A. Logical consistency.
There is a famous quotation of O.W. Holmes that “The life of the law has not been logic; it has been experience.” I don’t know that we can blame Holmes for it, but the prevailing attitude in legal circles today is that laws need not be logical at all, and even glaring inconsistencies are acceptable. So a question naturally arising in any review of lonang is whether we ought to expect a higher degree of logical consistency than what we see in every day legal affairs.
In this connection, I would like to put Blackstone (in particular) to the test. In the second chapter of the Introduction to his Commentaries, he makes the argument that the law of nature and the divine law were authored by the same Creator, and furthermore, speaking of the divine laws, that they “are found upon comparison to be really a part of the original law of nature.” When we also note that the Bible claims God is not the author of confusion (1 Cor. 14:33), it at least suggests the possibility that the laws of nature and nature’s God are, or claim to be, logical and self-consistent. I find this possibility intriguing, and would like to put it to the test by adopting it as a working hypothesis for this work.
One basic application of this hypothesis has to do with conflicts of laws. I have seen many jurisprudential schemes which postulate a hierarchy of rules: cardinal principles, ordinal principles, an hierarchy of rights, and various pecking orders of legal priority. The reason for these legal hierarchies is always the same: when legal rules conflict with each other, the conflict is resolved by knowing which rule has priority, and which must yield. There is an assumption (usually unstated) that in any legal system, fundamental laws – even natural laws and divine laws – will inevitably conflict with each other. A corollary is that any law may occasionally need to be suspended or ignored when a “higher law” applies.
The cynic replies that there are no higher laws – the rule prevails which the judge prefers for his own reasons. Although the cynic decries the resolution as contrived, he nonetheless still assumes the conflict between legal rules is real.
However, there is an alternative view. It is possible to assume that no natural or divine law will ever conflict with another natural or divine law. If two laws appear to conflict, it is only because we have incorrectly applied one or the other rule, or perhaps we have not accurately discerned what the true rules are. Or perhaps, in any apparent conflict, one of the rules which appears to be in conflict doesn’t really apply to the situation at all and is irrelevant. Is it possible to construct a legal system on such a basis? Let us see if it can be demonstrated. In any event, I will try to make it work – just because I like a challenge – and see how far we get.
B. The meaning of words.
I hope to avoid, as much as possible, wrangling about the meaning of words. That is to say, if we are to have any meaningful conversation at all, we will have to accept the common meaning of words and take most words at face value. It will be difficult enough to re-examine the entire field of law from a lonang perspective – we don’t need to add to the difficulty by removing a common vocabulary. To some extent, this means that I will assume most words have fixed meanings. If it is your persuasion to view words as “living” things whose meaning is malleable and subjective, thank you, goodbye, good luck, we don’t have much to talk about.

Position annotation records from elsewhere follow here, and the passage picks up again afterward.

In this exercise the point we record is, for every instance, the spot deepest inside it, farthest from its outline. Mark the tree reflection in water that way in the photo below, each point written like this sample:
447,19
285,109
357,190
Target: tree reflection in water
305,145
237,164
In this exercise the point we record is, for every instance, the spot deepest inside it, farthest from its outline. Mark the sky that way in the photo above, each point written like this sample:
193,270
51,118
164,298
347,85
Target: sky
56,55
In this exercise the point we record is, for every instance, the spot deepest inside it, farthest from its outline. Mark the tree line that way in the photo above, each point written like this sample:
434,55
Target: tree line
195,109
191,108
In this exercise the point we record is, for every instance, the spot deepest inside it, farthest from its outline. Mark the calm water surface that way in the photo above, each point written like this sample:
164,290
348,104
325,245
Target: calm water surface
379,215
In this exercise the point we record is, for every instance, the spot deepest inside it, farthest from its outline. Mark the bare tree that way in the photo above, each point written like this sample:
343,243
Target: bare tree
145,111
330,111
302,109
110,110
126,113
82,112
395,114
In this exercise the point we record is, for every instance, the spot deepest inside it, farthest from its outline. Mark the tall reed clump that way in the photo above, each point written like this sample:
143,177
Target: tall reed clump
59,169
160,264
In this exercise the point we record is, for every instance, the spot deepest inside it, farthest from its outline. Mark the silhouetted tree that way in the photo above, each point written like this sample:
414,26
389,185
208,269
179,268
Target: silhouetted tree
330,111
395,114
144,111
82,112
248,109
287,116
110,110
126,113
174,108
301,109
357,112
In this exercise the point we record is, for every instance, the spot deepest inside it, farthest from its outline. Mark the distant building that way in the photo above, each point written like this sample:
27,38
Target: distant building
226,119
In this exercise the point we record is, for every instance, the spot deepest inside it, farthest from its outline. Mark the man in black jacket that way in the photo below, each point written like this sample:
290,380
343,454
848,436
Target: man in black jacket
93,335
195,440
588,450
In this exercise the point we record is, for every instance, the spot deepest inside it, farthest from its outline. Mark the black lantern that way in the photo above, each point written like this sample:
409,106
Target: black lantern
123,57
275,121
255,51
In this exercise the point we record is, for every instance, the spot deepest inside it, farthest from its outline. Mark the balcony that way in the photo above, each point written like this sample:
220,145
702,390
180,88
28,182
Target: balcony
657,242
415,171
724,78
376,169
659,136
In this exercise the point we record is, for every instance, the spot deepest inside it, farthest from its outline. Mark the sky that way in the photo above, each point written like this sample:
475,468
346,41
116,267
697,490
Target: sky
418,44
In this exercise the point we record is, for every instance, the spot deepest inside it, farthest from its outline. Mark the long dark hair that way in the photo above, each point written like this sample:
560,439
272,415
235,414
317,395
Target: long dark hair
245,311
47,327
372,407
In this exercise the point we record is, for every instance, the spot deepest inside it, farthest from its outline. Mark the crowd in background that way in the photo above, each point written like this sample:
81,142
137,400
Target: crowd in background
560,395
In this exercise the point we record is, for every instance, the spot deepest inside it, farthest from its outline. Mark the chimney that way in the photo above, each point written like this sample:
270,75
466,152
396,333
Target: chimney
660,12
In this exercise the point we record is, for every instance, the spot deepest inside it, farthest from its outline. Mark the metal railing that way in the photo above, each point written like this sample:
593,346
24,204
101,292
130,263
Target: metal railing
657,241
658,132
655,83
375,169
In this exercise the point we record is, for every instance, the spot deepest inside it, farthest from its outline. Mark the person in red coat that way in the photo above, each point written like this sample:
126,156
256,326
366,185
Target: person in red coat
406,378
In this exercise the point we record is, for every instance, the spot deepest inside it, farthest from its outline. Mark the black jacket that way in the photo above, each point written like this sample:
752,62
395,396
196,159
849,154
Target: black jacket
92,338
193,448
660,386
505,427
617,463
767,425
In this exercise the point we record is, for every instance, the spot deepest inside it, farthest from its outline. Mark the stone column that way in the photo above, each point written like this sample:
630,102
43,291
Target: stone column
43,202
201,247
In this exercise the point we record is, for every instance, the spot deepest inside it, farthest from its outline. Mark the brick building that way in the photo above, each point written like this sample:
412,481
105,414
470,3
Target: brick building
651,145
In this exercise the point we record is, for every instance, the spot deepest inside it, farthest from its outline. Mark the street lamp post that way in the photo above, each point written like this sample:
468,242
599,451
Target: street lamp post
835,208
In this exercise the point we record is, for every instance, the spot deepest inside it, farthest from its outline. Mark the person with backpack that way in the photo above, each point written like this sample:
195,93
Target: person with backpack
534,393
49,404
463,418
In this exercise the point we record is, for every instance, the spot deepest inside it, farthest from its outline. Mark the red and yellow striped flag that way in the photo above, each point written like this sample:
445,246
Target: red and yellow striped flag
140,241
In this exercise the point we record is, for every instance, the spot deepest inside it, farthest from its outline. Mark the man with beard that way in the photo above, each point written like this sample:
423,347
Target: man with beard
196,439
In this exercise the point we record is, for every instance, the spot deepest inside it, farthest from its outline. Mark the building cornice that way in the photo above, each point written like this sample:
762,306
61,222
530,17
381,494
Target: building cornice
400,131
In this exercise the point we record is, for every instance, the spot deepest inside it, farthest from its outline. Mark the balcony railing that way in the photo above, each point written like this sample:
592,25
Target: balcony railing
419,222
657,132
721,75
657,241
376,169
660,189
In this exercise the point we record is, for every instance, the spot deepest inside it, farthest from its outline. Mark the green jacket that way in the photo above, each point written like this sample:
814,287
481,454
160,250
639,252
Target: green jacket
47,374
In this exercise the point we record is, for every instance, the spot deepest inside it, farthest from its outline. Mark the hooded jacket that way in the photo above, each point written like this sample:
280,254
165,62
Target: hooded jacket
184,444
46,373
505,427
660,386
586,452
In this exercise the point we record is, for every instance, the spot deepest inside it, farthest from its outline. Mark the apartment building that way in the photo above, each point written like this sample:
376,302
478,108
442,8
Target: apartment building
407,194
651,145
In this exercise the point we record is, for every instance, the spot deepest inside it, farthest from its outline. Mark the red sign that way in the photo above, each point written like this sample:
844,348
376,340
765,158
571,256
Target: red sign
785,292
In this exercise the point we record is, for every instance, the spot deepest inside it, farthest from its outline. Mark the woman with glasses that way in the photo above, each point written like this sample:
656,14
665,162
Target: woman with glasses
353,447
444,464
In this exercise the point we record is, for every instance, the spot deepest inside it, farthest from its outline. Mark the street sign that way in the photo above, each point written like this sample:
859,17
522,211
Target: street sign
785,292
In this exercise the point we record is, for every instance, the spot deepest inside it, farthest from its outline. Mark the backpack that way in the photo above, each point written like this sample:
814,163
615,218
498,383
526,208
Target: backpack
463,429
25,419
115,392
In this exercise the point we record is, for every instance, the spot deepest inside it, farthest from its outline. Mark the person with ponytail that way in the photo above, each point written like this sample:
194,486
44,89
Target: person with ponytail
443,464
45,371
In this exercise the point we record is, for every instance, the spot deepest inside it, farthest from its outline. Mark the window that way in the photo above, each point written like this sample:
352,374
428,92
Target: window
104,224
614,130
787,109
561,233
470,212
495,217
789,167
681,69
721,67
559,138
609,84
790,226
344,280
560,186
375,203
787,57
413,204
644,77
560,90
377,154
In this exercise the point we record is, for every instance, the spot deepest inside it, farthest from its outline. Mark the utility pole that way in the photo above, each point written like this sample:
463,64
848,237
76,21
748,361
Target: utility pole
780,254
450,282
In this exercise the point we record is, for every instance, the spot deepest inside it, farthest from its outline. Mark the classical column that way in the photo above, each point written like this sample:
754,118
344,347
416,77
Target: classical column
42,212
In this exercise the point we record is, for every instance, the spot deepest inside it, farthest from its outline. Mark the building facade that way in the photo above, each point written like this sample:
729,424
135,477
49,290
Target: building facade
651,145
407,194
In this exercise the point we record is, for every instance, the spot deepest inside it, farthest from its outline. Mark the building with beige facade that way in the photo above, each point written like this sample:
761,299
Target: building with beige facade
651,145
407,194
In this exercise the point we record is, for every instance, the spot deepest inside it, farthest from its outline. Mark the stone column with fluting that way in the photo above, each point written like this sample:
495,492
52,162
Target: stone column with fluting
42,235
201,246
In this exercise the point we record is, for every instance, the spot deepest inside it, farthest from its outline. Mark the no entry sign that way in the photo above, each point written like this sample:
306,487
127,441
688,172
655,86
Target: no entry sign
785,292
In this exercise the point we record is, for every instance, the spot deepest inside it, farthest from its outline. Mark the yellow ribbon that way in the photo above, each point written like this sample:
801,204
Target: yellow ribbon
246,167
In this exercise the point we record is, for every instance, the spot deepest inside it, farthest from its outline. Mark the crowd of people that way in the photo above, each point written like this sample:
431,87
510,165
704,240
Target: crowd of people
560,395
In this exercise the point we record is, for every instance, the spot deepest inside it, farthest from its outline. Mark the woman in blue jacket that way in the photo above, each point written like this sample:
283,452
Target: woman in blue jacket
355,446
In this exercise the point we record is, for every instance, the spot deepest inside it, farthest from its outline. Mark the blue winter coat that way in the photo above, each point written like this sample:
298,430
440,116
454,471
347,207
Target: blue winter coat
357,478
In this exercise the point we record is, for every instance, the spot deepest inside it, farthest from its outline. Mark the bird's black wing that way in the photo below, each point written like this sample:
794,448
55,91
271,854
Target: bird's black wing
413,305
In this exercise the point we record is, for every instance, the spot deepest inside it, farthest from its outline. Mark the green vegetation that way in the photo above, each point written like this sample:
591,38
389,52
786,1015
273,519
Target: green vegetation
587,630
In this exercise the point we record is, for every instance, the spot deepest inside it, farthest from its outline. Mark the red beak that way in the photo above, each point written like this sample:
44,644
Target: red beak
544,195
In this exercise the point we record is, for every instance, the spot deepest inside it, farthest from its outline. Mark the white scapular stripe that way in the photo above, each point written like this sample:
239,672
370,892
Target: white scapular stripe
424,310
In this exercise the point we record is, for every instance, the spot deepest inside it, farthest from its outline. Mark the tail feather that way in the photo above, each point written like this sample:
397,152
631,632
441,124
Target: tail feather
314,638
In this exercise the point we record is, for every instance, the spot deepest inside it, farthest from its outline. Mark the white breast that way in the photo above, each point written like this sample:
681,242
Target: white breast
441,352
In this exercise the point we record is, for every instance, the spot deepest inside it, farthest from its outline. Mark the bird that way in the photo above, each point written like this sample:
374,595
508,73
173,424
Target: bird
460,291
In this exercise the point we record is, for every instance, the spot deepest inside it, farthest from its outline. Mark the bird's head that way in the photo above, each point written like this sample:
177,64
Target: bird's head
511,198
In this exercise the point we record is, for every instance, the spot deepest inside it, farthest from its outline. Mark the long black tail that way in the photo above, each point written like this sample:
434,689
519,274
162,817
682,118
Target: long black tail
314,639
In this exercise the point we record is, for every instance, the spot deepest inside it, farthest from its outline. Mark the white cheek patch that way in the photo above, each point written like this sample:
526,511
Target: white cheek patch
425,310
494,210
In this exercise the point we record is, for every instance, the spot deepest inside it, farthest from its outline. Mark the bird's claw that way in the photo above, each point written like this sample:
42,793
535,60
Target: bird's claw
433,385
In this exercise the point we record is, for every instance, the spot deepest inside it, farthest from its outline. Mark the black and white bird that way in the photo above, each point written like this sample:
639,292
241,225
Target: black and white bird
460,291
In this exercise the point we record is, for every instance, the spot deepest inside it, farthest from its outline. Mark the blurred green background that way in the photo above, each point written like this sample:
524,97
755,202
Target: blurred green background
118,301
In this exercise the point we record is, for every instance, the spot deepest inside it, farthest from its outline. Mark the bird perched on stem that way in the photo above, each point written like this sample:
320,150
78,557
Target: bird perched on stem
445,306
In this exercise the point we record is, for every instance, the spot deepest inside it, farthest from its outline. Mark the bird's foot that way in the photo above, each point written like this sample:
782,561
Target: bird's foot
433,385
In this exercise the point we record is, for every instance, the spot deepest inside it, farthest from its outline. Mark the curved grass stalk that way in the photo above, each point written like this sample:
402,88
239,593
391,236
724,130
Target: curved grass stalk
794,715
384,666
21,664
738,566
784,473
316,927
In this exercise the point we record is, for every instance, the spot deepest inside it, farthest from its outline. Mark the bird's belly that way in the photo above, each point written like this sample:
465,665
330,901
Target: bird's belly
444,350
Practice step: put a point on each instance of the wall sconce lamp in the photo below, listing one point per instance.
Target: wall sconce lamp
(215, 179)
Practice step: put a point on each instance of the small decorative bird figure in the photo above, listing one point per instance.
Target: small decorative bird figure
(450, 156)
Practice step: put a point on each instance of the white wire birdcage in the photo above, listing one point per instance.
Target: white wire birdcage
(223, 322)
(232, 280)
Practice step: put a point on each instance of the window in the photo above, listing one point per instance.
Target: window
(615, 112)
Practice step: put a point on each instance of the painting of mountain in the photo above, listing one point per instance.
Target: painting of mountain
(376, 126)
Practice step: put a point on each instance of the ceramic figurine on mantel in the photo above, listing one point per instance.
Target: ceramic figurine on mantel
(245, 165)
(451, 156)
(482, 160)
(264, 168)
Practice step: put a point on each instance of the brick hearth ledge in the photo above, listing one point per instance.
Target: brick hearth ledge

The other side of this two-edged blade is that we will undoubtedly discover some words whose meanings have been lost, or at least substantially blurred. Primarily, I am talking about making distinctions that people – legal people – largely ignore today. Examples: rights vs. powers; inalienable vs. fundamental; republic vs. democracy; the list goes on. So, yes, we will inescapably talk about the meaning of words – but how we talk about them will make all the difference.
C. Implied Authority
I consider the question of implied authority the single greatest issue in the formulation of any legal system. And the question is this: In the delegation of any authority, do we assume that the one who receives such authority may exercise only what is expressly authorized, or do we assume that he may do everything except what is expressly forbidden? In the context of the laws of nature’s God, for example, we see that people were authorized to eat every plant yielding seed and from every tree yielding fruit (Gen. 1:29). Did people have the implied authority to eat meat, or not?
The issue was argued in the early days of the U.S. Constitution (as to whether Congress had implied constitutional powers), but the implications are much broader. We commonly speak of the U.S. Constitution as a document of enumerated powers and state constitutions as documents of plenary powers. But when a state constitution grants the state legislature “all legislative power,” does that legislature also have the authority to exercise some executive or judicial power as it sees fit? Is the express language of any delegation of authority the starting point or the ending point?
My informal appraisal of conventional wisdom is that most people assume the express language of any grant of authority is only the starting point, and that authority is to be implied unless expressly denied. Actually, the majority view is probably more along the line of implying authority even when it is expressly denied. However, I have concluded from a variety of proofs and arguments – which must temporarily be held in abeyance – that the universal rule of lonang is the reverse. In other words, that all authority is limited by the express terms of its grant, and all governments are governments of enumerated powers. More on this later. It is enough for now that I have declared my working assumption. You are forewarned.